Sag ich doch, es gibt kaum Angelklamotten für Frauen!!!
Meiner ist von Ebay, in graubraungrün und raschelt nicht.


----------



## honeybee (8. Juli 2005)

*AW: Damen Thermo Anzug*

Ich hab einen in der Größe M

Naja gut, ich bin 1,75m......die Ärmel sind etwas lang, aber die kremple ich einfach um und in der Länge passt er auch wunderprächtig.


----------



## Drohne (8. Juli 2005)

*AW: Damen Thermo Anzug*

*Servus Rosi!#h* 

Das ging aber schnell. Dies darf doch nicht wahr sein, es scheint tatsächlich so zu sein, dass es keine Thermo Anzüge für Damen gibt. Aber Dein Tipp mit Ebay ist immerhin weiterzuverfolgen. 
Bitte ganz fest Daumen drücken, vielleicht gibts doch was für unsere Damenwelt.
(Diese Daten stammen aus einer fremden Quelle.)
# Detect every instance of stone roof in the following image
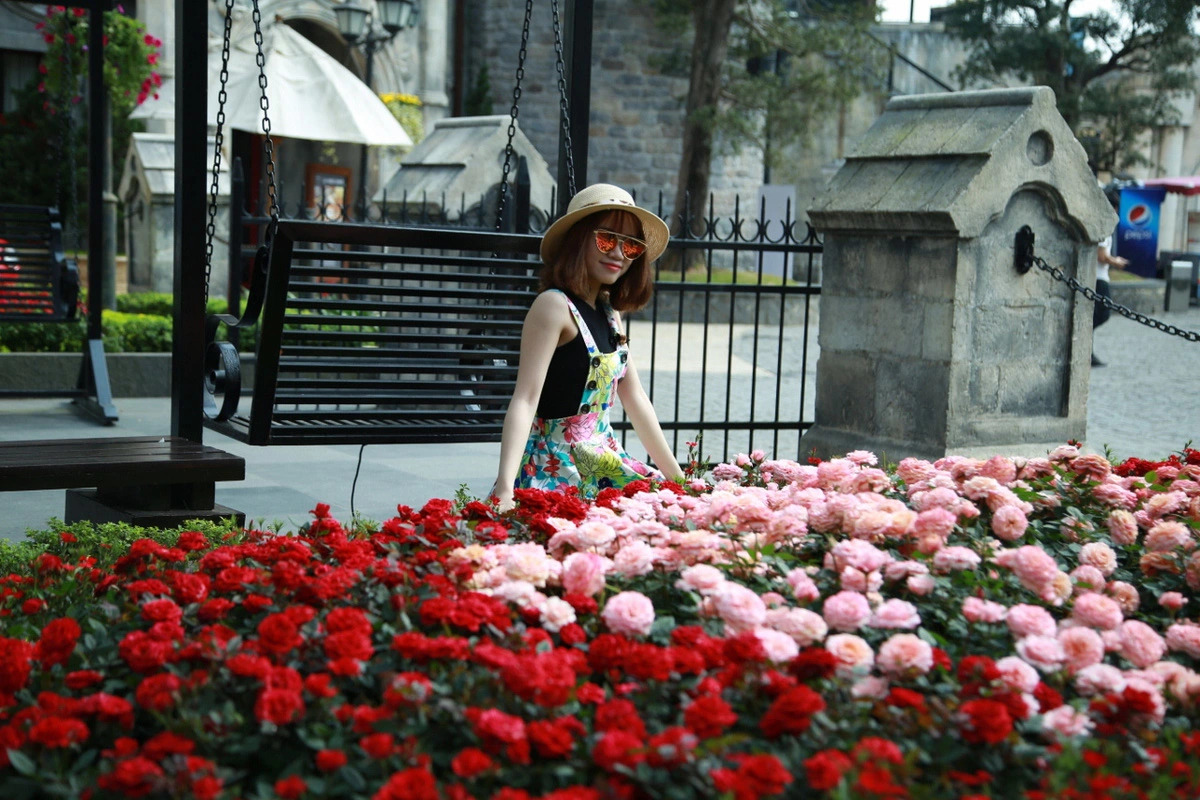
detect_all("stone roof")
[373,115,556,216]
[810,86,1116,242]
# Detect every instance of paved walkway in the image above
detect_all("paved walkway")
[0,307,1200,540]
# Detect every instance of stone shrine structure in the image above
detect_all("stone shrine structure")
[800,86,1116,461]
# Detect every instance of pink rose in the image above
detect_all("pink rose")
[1117,620,1166,669]
[1009,633,1067,672]
[601,591,654,636]
[905,575,937,597]
[1058,627,1104,673]
[826,633,875,676]
[1042,705,1093,736]
[962,595,1008,622]
[912,507,959,539]
[1145,519,1196,553]
[562,553,612,597]
[1158,591,1188,612]
[766,608,829,648]
[876,633,934,676]
[787,567,821,603]
[1166,622,1200,658]
[754,627,800,664]
[934,547,982,572]
[821,591,871,631]
[996,656,1042,694]
[869,597,920,628]
[1072,591,1123,631]
[712,581,767,633]
[1007,603,1058,639]
[676,564,725,595]
[1075,663,1124,697]
[1079,542,1117,578]
[1105,509,1138,546]
[991,505,1030,542]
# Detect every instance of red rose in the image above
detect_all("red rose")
[359,733,396,758]
[737,754,792,798]
[134,673,182,711]
[450,747,496,780]
[275,775,308,800]
[959,699,1013,745]
[316,750,347,772]
[29,717,90,748]
[142,599,184,622]
[0,636,34,694]
[37,616,83,667]
[62,669,104,691]
[258,614,304,655]
[592,730,646,772]
[758,685,826,739]
[683,694,738,739]
[254,688,304,724]
[371,766,439,800]
[804,748,854,792]
[526,717,583,758]
[96,756,163,798]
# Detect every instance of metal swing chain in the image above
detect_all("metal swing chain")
[251,0,280,235]
[204,0,234,308]
[1033,255,1200,342]
[496,0,533,233]
[550,0,575,199]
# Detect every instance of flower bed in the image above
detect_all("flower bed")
[0,446,1200,800]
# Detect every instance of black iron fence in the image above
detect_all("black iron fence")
[230,190,822,459]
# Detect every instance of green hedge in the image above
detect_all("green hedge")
[0,291,258,353]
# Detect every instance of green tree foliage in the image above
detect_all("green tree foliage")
[655,0,883,236]
[943,0,1200,170]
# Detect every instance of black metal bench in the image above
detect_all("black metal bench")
[0,437,246,528]
[0,205,79,323]
[205,221,540,445]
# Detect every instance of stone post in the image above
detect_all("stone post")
[802,86,1116,461]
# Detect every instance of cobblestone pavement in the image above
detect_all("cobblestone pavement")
[0,307,1200,539]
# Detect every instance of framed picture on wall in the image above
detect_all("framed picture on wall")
[305,164,354,283]
[305,164,354,222]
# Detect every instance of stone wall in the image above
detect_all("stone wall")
[464,0,762,219]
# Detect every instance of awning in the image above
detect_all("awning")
[132,23,413,146]
[1141,175,1200,197]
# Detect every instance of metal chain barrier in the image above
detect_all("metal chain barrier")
[496,0,533,233]
[252,0,280,237]
[204,0,235,308]
[550,0,575,200]
[1033,255,1200,342]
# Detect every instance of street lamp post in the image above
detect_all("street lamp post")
[334,0,420,221]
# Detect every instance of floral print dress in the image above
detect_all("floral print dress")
[516,291,662,498]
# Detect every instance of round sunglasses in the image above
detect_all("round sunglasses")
[595,228,646,260]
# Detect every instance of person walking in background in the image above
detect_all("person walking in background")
[493,184,683,510]
[1092,231,1129,367]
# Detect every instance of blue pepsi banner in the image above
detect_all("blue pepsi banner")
[1116,186,1166,278]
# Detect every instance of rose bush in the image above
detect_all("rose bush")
[0,446,1200,800]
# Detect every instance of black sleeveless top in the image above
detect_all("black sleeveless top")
[538,291,617,420]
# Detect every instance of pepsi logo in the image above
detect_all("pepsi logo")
[1126,203,1154,228]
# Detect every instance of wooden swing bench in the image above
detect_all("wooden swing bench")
[205,219,540,445]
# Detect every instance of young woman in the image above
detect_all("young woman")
[493,184,683,509]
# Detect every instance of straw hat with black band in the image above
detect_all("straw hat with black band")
[541,184,671,264]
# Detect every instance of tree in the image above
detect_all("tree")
[655,0,880,233]
[943,0,1200,170]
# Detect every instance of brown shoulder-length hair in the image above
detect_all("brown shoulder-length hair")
[539,211,654,312]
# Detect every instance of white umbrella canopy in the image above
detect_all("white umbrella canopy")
[209,23,413,146]
[132,23,413,146]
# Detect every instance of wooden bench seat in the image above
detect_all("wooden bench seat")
[0,437,246,527]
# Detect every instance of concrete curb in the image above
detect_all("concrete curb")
[0,353,254,398]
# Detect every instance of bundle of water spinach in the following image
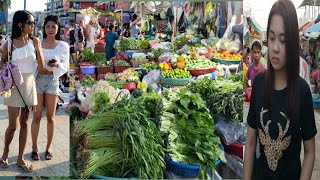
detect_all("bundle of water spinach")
[74,97,165,179]
[160,89,225,179]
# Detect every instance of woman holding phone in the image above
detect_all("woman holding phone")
[31,15,69,161]
[0,11,44,172]
[243,0,317,180]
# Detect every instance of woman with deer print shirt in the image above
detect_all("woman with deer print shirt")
[243,0,317,180]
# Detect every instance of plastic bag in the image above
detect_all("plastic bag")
[215,116,246,145]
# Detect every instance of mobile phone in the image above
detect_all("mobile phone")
[49,59,57,63]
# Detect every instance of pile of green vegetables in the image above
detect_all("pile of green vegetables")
[140,62,158,72]
[181,54,216,69]
[73,94,165,179]
[174,36,188,50]
[82,48,96,63]
[113,60,130,66]
[229,71,243,82]
[189,77,244,123]
[160,89,225,179]
[80,75,96,87]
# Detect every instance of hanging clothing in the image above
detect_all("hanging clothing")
[104,31,119,61]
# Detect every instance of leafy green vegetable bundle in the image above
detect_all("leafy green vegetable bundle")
[161,89,225,179]
[189,78,243,123]
[74,94,165,179]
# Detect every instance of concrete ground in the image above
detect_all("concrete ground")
[0,97,70,176]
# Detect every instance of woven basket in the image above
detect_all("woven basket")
[160,76,191,86]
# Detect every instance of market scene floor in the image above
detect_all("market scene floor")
[0,97,70,176]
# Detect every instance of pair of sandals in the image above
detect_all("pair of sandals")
[31,151,53,161]
[0,158,33,173]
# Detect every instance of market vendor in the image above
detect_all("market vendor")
[243,41,266,89]
[104,24,119,61]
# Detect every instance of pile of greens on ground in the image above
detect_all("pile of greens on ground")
[73,94,165,179]
[189,77,244,123]
[161,89,225,179]
[80,75,96,87]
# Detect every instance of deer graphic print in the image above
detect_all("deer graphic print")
[258,108,291,171]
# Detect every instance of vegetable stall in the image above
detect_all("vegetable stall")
[69,1,244,179]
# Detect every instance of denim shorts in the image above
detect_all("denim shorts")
[36,74,59,95]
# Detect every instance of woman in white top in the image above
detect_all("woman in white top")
[31,15,69,161]
[0,11,44,172]
[87,20,96,53]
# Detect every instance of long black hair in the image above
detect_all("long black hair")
[11,10,32,38]
[264,0,300,119]
[43,15,60,40]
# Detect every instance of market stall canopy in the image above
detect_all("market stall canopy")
[299,0,320,8]
[304,32,320,39]
[130,1,170,16]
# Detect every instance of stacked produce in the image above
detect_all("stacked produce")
[213,51,242,60]
[189,78,243,123]
[161,89,225,179]
[182,54,216,69]
[114,38,149,50]
[74,93,165,179]
[161,69,192,78]
[113,60,130,66]
[140,62,158,72]
[81,80,121,112]
[80,75,96,87]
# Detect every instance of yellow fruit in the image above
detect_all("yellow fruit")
[177,62,185,69]
[163,63,170,70]
[159,63,164,69]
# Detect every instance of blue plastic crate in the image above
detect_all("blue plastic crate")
[164,144,224,178]
[80,66,96,74]
[312,98,320,109]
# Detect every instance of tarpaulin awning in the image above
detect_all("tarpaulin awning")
[299,0,320,8]
[130,1,170,16]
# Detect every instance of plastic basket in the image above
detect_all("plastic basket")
[164,144,224,177]
[160,76,191,86]
[97,66,113,74]
[131,59,148,68]
[80,66,96,74]
[114,66,131,73]
[212,58,241,64]
[220,138,243,158]
[188,67,215,76]
[312,98,320,109]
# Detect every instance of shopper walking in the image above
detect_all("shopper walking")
[0,11,44,172]
[31,15,69,161]
[244,0,317,180]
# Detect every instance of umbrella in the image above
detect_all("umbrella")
[304,22,320,33]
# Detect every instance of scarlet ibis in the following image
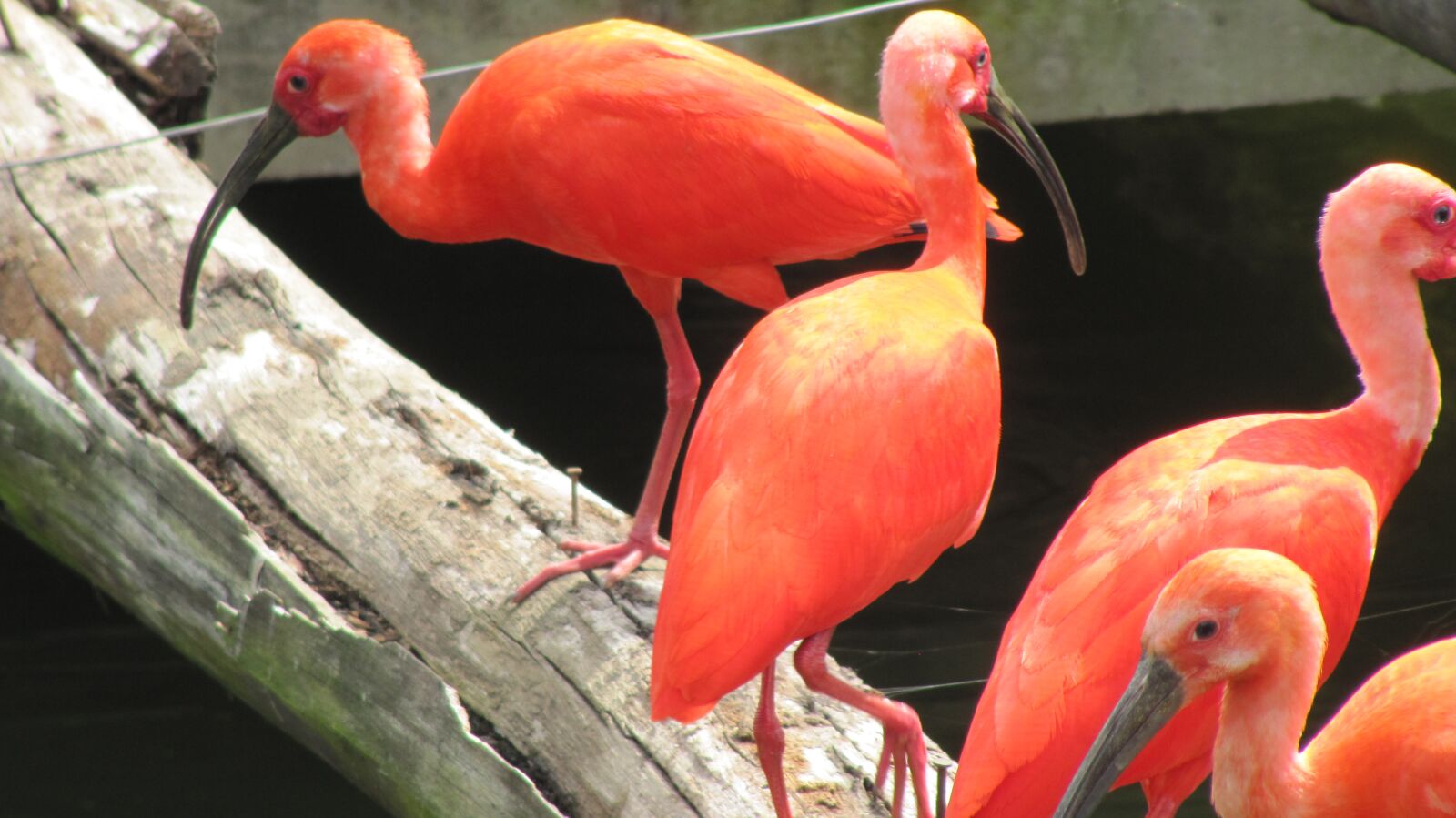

Jedenfalls vielen Dank für die rasche Reaktion#6 

Liebe Grüße aus dem Weinviertel

Drohne


----------



## Rosi (8. Juli 2005)

*AW: Damen Thermo Anzug*

Na bei den Temperaturen könnt ihr noch ein Schnäppchen machen, bei ca. 1500 Geboten an Skianzügen|supergri


----------



## honeybee (8. Juli 2005)

*AW: Damen Thermo Anzug*

Achso Drohne.......

Ich habe ja einen Herren Anzug in der Größe M gekauft. Allerdings habe ich mir die Hose etwas abändern lassen und zwar in der Breite. Die Länge habe ich so gelassen. Aber das kommt auch sicherlich darauf an, wie groß Deine Frau ist.

Habt Ihr keine Änderungsschneiderei in der Nähe?


----------



## Drohne (8. Juli 2005)

*AW: Damen Thermo Anzug*



			
				honeybee schrieb:
			
		

> Ich hab einen in der Größe M
> 
> Naja gut, ich bin 1,75m......die Ärmel sind etwas lang, aber die kremple ich einfach um und in der Länge passt er auch wunderprächtig.


 
*Servus honeybee!#h *

Haben wir auch schon probiert, schaut aber urkomisch aus, :q da meine Frau 165 cm hoch ist und etwa 60 kg |kopfkrat Lebendgewicht auf die Waage bringt. 

Danke jedenfalls für Deine Information und bitte auch ganz fest Daumen drücken

LG Drohe


----------



## Lachsy (8. Juli 2005)

*AW: Damen Thermo Anzug*

dann nimm doch grösse S .
Ich bin auch nur 160 cm gross und wiege ca 65 KG.
Ab und zu gibt es Thermowäsche bei Tchibo und Aldi auch für frauen.

mfg Lachsy


----------



## honeybee (8. Juli 2005)

*AW: Damen Thermo Anzug*

Naja macht doch nix........man ist doch beim angeln und nicht auf der Modenschau. Man kann doch die Hosen und zur Not auch die Ärmel etwas abändern lassen. Das kostet nicht die Welt.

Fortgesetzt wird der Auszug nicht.